MultiversX

Mainnet Gateway

AWS:

  • m5a.2xlarge or any equivalent instance type

Bare Metal:

  • 32GB RAM

  • 8 vCPUs

  • At least 1 TB of storage - make sure it's extendable

Assumptions

We're going to assume you are already logged into your Virtual Machine as a privileged user or as the root user.
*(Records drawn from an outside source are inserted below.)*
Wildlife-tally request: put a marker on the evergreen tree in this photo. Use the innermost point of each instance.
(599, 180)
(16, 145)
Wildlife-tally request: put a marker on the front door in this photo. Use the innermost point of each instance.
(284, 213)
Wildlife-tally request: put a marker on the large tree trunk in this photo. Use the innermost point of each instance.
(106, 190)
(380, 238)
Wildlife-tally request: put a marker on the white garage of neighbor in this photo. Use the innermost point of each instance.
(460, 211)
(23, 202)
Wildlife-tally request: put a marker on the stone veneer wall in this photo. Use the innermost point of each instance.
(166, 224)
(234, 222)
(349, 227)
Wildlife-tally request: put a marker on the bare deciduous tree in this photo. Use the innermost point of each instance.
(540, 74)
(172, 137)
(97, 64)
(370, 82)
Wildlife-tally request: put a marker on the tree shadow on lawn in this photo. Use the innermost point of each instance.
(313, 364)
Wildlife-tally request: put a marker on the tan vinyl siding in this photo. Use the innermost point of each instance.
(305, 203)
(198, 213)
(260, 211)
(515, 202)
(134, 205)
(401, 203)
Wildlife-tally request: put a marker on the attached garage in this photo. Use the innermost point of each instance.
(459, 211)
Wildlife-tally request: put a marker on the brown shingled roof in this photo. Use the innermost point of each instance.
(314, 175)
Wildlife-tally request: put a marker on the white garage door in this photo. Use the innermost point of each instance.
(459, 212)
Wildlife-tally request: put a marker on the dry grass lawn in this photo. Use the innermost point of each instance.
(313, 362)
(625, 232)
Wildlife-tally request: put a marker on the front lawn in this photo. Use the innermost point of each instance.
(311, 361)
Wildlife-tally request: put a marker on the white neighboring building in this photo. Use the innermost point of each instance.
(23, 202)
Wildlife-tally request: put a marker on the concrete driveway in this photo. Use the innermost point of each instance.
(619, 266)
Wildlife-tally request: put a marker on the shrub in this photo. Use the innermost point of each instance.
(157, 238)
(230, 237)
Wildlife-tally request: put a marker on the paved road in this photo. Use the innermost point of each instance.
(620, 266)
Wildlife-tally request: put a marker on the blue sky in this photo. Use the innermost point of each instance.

The easiest way to set up an Observing Squad for Elrond is via the installation scripts provided by the Elrond Team.

Setup

First of all, we will need to clone the Github project containing this set of scripts (make sure you have git installed for this step):

git clone https://github.com/ElrondNetwork/elrond-go-scripts-mainnet.git

After cloning the repository, we're going to change the directory into the cloned file structure and edit config/variables.cfg.

CUSTOM_HOME="/home/username"
CUSTOM_USER="username"

Please replace username above with your VM user's name (i.e ubuntu). If you're running under the user root, then CUSTOM_HOME should be set to "/root" and CUSTOM_USER should be set to "root".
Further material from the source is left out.